Op de laatste raadsvergadering voor de jaarwisseling stond het voorgestelde beleid voor toeristische verhuur op de agenda; eind november was dit al besproken in de commissie EFB (Economie, financiën en bestuur).

We schreven eerder over het raadsvoorstel, zie hier. Toeristische verhuur bestaat uit bed and breakfast (verhuur van een deel van de woning terwijl de verhuurder zelf aanwezig is) en vakantieverhuur (verhuur van de hele woning bij afwezigheid van de bewoner). Het nieuwe beleid is vooral van betekenis voor het laatste, en maakt daarvoor – onder voorwaarden – maximaal 60 dagen verhuur mogelijk.

Bij de behandeling in de raadscommissie waren er twee insprekers. Een B&B eigenaar agendeerde de minimale oppervlakte per persoon (14 m2), die ze te veel vond voor een B&B. Een omwonende van een permanent verhuurd achterhuis met eigen ingang dat los van de aanwezigheid van de eigenaar van het voorhuis werd verhuurd en daardoor overlast gaf aan de buurt, vond dat dit niet onder de regels van een B&B kon vallen. Vanuit de wethouders werd aan beide insprekers toegezegd naar hun bezwaren te kijken bij de uitwerking van het voorstel naar beleidsregels.

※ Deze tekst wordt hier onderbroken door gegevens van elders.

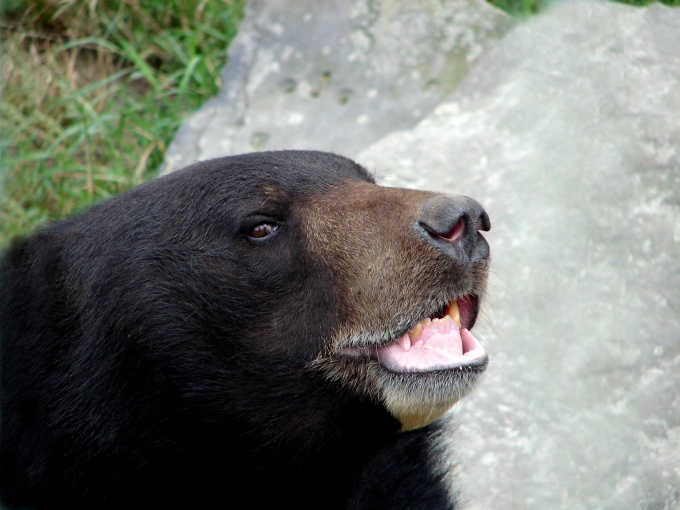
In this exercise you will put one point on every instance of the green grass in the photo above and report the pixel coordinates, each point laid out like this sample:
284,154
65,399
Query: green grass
524,8
91,94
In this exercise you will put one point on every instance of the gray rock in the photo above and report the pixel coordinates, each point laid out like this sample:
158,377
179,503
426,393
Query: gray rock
568,131
335,75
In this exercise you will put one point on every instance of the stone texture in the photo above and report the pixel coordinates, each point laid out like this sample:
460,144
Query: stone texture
335,75
569,132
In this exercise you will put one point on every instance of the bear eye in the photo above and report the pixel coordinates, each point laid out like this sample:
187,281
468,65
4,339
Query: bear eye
263,230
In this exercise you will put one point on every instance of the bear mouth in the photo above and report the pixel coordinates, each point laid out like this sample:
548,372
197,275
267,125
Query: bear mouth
442,341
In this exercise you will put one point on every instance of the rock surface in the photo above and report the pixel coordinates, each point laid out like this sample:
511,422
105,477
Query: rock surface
568,131
335,75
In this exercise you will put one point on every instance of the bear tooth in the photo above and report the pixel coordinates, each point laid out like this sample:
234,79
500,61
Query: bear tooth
453,312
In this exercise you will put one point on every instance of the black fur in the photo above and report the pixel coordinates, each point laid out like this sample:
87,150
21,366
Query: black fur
155,353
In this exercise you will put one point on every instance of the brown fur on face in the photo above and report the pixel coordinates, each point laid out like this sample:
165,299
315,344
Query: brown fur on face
390,275
212,333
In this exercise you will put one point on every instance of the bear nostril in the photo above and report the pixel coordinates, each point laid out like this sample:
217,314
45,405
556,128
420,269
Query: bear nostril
453,235
484,223
457,220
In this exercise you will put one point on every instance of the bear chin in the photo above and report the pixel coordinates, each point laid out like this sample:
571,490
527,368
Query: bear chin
273,326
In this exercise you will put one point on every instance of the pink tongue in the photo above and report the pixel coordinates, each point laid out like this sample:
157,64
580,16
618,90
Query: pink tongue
440,346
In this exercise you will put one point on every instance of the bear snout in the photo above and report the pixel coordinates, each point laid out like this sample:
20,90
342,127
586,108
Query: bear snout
453,225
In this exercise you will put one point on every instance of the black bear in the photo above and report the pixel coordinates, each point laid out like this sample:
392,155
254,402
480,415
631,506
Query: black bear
271,328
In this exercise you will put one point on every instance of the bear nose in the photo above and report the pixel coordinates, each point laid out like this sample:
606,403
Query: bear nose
453,223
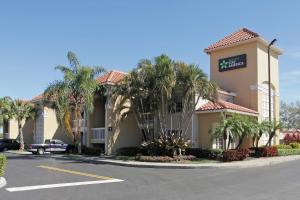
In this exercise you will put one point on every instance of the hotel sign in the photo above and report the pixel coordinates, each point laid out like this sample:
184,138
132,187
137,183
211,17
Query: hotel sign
233,62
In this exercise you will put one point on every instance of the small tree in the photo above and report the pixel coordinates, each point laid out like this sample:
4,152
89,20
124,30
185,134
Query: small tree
20,111
273,128
75,92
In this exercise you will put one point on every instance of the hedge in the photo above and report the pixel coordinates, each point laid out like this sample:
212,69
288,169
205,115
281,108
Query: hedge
205,153
265,151
288,152
165,158
283,146
3,163
128,151
235,155
91,151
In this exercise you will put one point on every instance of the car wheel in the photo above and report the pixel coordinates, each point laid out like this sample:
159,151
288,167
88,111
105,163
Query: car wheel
41,151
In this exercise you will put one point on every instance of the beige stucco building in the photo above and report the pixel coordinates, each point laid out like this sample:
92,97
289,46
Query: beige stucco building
238,64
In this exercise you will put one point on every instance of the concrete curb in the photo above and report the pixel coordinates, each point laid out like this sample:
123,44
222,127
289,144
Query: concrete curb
2,182
256,162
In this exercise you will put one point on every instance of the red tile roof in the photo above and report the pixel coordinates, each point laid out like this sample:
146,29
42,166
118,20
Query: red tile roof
38,98
111,77
238,36
224,105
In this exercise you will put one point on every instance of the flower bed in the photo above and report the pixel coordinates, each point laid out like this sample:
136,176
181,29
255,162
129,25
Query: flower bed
3,162
288,152
165,158
216,154
235,155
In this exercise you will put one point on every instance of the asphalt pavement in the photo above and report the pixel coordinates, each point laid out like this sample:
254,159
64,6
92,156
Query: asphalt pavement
46,178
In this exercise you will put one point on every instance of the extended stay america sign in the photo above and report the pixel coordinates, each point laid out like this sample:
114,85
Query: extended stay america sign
233,62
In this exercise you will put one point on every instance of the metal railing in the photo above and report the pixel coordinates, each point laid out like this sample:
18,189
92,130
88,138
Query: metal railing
98,135
81,123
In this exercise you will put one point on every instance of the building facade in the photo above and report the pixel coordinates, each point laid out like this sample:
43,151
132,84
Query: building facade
238,64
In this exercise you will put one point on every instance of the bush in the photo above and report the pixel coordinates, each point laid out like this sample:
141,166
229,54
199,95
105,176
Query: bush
205,153
266,151
91,151
165,158
155,159
287,152
235,155
128,151
283,146
295,145
3,163
291,138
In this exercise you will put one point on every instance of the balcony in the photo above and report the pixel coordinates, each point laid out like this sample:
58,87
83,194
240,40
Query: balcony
82,124
98,135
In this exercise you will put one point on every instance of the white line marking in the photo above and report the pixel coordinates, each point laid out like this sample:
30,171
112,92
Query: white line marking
38,187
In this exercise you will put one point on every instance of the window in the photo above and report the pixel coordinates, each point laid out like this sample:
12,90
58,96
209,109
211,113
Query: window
265,102
265,108
176,106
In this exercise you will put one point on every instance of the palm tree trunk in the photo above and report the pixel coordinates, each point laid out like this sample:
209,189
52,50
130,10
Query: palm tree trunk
240,141
21,135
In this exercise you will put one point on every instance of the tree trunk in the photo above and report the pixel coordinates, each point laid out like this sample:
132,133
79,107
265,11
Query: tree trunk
21,135
240,141
270,139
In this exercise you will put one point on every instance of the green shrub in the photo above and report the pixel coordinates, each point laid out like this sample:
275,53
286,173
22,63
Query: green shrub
165,158
205,153
283,146
265,151
235,155
91,151
295,145
128,151
288,152
3,163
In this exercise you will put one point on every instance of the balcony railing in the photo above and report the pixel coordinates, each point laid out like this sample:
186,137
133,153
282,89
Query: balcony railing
82,123
98,135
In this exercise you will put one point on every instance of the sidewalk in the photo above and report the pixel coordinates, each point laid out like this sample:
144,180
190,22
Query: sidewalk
256,162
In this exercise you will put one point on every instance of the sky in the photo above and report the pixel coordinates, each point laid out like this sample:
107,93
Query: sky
35,36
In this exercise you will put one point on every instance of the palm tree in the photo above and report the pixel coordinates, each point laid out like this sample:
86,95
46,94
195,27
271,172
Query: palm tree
262,127
75,93
191,85
19,110
274,127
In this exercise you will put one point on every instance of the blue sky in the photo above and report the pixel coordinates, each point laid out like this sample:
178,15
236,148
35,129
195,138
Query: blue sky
36,35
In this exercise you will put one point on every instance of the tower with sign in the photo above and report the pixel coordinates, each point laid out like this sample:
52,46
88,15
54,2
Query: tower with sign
239,64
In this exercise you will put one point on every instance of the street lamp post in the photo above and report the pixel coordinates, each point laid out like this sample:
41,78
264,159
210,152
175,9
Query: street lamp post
269,76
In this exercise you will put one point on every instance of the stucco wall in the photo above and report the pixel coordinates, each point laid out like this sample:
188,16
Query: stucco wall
206,121
125,132
237,80
52,130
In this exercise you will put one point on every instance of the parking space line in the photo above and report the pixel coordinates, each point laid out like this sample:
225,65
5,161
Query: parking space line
38,187
75,172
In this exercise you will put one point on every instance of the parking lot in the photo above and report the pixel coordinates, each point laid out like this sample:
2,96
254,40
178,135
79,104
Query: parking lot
47,178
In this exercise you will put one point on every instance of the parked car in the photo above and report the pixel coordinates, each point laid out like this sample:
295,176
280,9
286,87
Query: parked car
53,146
9,144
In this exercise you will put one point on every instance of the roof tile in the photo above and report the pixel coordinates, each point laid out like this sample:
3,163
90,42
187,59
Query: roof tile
221,105
238,36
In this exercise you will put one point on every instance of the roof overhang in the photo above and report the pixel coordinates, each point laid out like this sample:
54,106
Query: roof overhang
256,39
227,111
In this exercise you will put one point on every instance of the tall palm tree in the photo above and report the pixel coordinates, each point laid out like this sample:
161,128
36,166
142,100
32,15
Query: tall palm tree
19,110
75,93
274,127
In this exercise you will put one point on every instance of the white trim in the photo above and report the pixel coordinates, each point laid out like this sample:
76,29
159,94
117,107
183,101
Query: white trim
258,39
227,110
260,87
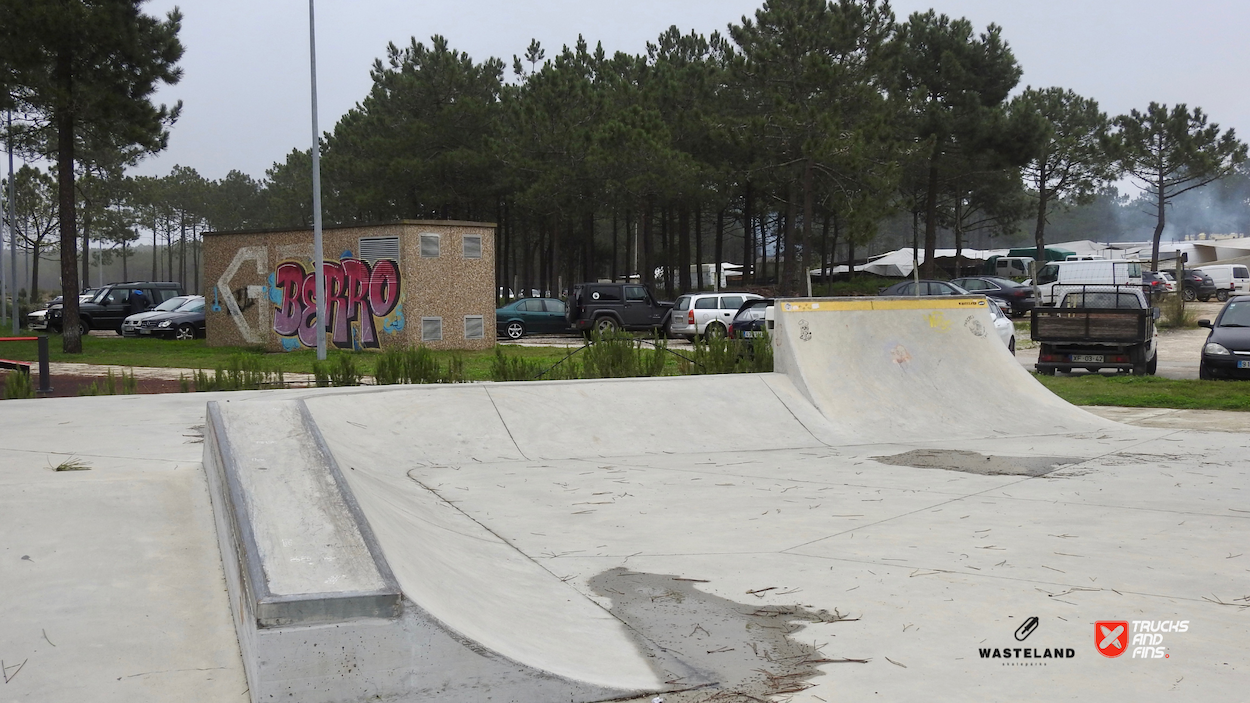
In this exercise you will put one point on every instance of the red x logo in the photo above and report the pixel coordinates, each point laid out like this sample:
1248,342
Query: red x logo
1111,637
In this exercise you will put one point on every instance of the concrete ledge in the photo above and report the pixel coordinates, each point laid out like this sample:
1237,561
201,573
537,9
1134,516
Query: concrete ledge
305,553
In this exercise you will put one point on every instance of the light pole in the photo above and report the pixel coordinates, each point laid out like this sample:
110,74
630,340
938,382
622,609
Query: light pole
13,238
319,260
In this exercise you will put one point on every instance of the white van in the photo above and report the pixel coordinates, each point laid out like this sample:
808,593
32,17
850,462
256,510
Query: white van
1056,278
1013,267
1230,279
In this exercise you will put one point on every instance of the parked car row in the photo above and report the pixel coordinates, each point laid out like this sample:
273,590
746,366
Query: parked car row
131,309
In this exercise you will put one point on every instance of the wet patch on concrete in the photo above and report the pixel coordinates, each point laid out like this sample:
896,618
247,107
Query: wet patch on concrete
975,463
746,651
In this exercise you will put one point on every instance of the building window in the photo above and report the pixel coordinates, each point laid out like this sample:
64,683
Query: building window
429,245
378,248
431,329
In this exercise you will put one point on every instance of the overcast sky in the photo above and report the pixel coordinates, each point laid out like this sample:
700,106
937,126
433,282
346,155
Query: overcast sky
245,85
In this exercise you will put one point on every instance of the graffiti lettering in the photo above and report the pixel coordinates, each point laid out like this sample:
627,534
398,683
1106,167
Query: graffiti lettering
355,293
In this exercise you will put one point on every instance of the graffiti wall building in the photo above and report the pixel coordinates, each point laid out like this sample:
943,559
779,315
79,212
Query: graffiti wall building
401,284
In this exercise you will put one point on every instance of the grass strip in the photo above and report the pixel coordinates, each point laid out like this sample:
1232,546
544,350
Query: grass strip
1150,392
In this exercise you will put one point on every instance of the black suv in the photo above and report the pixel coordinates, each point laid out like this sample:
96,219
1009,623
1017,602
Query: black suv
113,303
608,307
1196,284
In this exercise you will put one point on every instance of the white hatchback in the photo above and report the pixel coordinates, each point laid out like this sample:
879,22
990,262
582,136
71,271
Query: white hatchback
696,314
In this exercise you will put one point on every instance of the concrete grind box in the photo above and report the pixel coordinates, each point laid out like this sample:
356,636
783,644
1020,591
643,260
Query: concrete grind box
399,284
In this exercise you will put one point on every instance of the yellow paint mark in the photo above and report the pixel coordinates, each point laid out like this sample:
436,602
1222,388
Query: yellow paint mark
845,304
938,320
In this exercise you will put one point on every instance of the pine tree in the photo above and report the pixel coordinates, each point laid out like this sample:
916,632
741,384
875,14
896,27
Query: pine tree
88,71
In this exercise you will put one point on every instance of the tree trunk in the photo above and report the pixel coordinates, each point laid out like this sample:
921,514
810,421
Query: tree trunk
930,267
1161,207
805,238
748,234
959,232
698,280
648,274
1039,233
720,247
71,343
630,237
824,249
786,272
613,272
86,245
684,248
33,294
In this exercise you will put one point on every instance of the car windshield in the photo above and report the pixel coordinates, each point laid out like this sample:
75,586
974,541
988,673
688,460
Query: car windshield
171,304
1236,314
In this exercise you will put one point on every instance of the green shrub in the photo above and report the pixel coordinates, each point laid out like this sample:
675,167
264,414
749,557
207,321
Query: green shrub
418,365
241,372
513,368
723,355
339,372
623,355
124,384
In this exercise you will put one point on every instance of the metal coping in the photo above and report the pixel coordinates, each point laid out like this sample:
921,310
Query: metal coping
910,303
271,611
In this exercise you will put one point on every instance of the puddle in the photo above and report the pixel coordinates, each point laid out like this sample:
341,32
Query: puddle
744,649
974,463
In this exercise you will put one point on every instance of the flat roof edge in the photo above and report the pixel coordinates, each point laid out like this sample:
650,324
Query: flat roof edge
354,225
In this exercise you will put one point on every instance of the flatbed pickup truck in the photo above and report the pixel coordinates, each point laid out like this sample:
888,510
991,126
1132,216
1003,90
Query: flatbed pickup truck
1098,327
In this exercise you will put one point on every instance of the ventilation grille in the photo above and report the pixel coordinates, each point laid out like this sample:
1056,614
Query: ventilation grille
431,329
429,245
376,248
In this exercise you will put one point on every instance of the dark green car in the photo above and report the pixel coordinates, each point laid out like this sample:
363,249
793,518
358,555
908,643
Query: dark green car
530,315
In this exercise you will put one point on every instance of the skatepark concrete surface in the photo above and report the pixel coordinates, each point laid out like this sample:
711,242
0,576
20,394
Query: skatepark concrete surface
861,524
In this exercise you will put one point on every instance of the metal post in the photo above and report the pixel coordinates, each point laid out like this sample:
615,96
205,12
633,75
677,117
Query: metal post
45,377
319,260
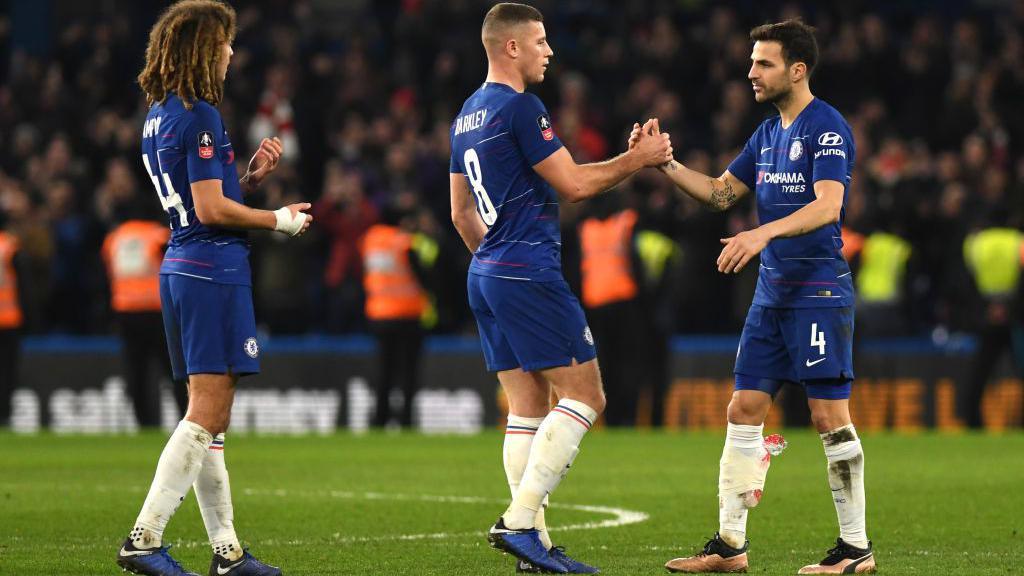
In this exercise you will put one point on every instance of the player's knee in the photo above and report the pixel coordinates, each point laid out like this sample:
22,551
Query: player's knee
741,411
824,421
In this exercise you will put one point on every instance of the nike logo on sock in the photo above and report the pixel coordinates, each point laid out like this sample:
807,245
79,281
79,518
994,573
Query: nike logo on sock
224,570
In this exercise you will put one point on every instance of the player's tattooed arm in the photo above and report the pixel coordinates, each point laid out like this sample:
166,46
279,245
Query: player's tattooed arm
722,195
717,194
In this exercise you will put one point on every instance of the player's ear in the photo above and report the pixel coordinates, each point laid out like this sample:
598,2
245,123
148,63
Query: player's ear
798,72
512,47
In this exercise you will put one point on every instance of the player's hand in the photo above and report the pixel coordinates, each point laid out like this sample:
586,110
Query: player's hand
652,147
293,219
265,160
634,136
739,249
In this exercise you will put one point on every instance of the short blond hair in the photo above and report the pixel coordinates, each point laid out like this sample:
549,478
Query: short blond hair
503,17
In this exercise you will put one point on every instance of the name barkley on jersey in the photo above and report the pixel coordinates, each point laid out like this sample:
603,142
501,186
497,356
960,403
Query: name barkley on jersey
470,121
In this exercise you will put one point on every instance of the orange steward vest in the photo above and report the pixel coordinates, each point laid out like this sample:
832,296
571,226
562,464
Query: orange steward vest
392,290
10,311
607,276
133,252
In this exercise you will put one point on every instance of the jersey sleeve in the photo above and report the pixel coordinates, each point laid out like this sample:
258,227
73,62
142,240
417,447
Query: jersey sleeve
202,138
530,125
832,150
742,166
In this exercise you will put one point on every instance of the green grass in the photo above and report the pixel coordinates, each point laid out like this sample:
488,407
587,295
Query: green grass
937,504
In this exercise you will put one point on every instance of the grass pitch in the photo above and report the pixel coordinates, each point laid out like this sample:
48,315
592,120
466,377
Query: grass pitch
376,504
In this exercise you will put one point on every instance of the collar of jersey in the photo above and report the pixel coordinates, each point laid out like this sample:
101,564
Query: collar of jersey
500,86
806,108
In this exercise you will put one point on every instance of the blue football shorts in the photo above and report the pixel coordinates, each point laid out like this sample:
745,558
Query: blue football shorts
810,346
528,325
210,327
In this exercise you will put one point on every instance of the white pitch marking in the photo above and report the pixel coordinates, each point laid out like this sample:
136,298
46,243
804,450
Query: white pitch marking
621,517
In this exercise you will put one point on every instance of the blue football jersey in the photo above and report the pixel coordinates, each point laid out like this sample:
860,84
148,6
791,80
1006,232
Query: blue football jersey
181,147
780,165
497,138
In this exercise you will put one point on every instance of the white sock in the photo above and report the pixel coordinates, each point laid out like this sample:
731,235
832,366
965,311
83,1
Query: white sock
519,435
554,448
213,492
740,480
179,464
846,478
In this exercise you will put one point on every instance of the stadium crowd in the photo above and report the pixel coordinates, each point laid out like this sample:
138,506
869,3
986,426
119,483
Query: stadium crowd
363,94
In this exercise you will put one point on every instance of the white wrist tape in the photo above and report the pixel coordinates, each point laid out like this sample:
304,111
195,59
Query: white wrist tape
289,223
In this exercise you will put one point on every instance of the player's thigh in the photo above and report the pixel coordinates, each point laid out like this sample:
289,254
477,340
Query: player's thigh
764,362
824,364
217,326
581,381
172,327
543,322
749,407
210,400
823,338
498,355
527,393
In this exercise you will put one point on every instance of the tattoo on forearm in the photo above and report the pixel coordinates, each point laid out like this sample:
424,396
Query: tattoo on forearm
723,198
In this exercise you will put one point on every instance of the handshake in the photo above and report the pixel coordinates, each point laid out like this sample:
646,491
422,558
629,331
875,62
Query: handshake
652,147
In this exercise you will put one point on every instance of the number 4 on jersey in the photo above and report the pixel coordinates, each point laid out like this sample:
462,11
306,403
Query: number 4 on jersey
817,338
173,200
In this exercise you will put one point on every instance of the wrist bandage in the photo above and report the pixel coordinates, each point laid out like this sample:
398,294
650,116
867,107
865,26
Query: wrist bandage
289,223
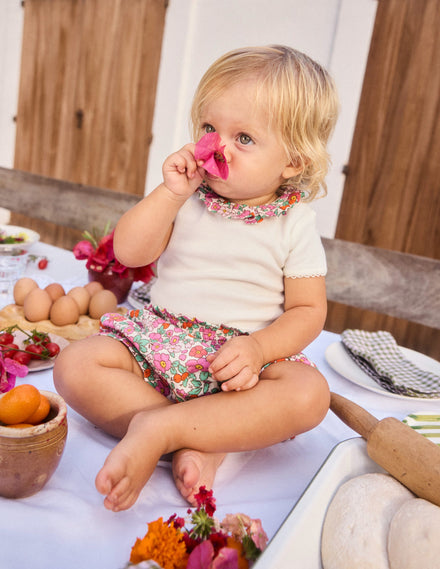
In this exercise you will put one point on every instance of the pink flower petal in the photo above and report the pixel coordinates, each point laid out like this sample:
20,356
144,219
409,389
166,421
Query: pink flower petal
201,556
15,368
209,150
227,558
82,250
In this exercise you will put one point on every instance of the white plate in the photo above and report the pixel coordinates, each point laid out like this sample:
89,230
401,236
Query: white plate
30,236
298,541
40,365
341,362
427,423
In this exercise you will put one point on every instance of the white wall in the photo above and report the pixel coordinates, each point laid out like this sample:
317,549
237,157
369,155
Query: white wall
334,32
11,26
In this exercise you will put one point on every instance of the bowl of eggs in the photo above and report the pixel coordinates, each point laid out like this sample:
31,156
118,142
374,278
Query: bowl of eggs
30,453
60,308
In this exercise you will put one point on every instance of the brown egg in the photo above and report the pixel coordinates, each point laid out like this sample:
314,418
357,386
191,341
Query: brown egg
64,311
93,286
101,302
82,297
55,290
22,288
37,305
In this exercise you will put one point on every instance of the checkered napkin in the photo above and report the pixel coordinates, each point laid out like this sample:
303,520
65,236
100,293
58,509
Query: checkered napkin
378,354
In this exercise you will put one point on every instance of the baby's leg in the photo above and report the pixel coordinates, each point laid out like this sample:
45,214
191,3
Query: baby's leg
289,399
192,469
100,379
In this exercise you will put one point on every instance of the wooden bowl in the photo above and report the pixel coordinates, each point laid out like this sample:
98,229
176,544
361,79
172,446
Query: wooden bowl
29,457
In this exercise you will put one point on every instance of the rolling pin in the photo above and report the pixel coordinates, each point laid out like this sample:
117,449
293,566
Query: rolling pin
405,454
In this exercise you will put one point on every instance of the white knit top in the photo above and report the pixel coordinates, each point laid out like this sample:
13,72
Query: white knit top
225,271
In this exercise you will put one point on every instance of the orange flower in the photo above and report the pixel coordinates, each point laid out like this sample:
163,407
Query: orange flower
162,543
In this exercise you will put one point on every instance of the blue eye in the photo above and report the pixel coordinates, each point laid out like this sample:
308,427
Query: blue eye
245,139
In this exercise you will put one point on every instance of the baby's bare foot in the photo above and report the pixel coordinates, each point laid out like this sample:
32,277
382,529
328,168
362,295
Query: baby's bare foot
128,467
192,469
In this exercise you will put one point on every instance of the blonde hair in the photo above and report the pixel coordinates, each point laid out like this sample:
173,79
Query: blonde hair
300,97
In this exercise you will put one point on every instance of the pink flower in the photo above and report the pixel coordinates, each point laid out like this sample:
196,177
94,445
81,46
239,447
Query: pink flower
83,250
100,255
201,556
206,499
240,525
209,150
9,369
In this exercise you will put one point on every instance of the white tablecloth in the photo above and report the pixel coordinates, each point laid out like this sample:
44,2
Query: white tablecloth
66,525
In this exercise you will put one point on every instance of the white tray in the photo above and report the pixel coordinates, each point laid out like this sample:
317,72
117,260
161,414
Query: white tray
298,541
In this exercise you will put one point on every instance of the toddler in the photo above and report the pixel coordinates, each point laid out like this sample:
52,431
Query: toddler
215,364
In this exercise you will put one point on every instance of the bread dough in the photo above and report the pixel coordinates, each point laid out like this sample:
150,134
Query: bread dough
355,529
414,536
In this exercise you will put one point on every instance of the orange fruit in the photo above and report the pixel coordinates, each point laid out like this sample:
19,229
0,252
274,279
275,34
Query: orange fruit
42,411
19,403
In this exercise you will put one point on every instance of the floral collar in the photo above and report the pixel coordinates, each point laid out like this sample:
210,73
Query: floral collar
247,213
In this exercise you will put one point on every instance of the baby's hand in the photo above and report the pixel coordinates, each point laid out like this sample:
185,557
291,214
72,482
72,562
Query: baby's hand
237,363
182,174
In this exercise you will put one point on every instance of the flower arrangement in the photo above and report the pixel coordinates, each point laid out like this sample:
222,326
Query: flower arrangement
234,543
98,250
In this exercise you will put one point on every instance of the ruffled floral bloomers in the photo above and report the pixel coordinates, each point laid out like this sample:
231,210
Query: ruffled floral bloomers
171,350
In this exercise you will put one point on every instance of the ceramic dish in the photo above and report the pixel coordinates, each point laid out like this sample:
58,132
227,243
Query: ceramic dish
40,365
341,362
29,238
298,541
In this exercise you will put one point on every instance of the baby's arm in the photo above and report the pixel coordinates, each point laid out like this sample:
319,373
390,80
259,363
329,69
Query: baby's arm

In de raad overheerste de tevredenheid van fracties dat er nu beleid komt en daardoor uitwassen rond vakantieverhuur kunnen worden voorkomen en woningen beschermd worden, maar wel kleinschalige vormen van overnachting voor een specifieke doelgroep mogelijk worden gemaakt. D66 vroeg zich nog wel af of er zo niet een te romantisch beeld werd geschetst over die doelgroep: een deel van de airbnb toeristen zijn gewoon mensen die een zo goedkoop mogelijke overnachtingsmogelijkheid zoeken.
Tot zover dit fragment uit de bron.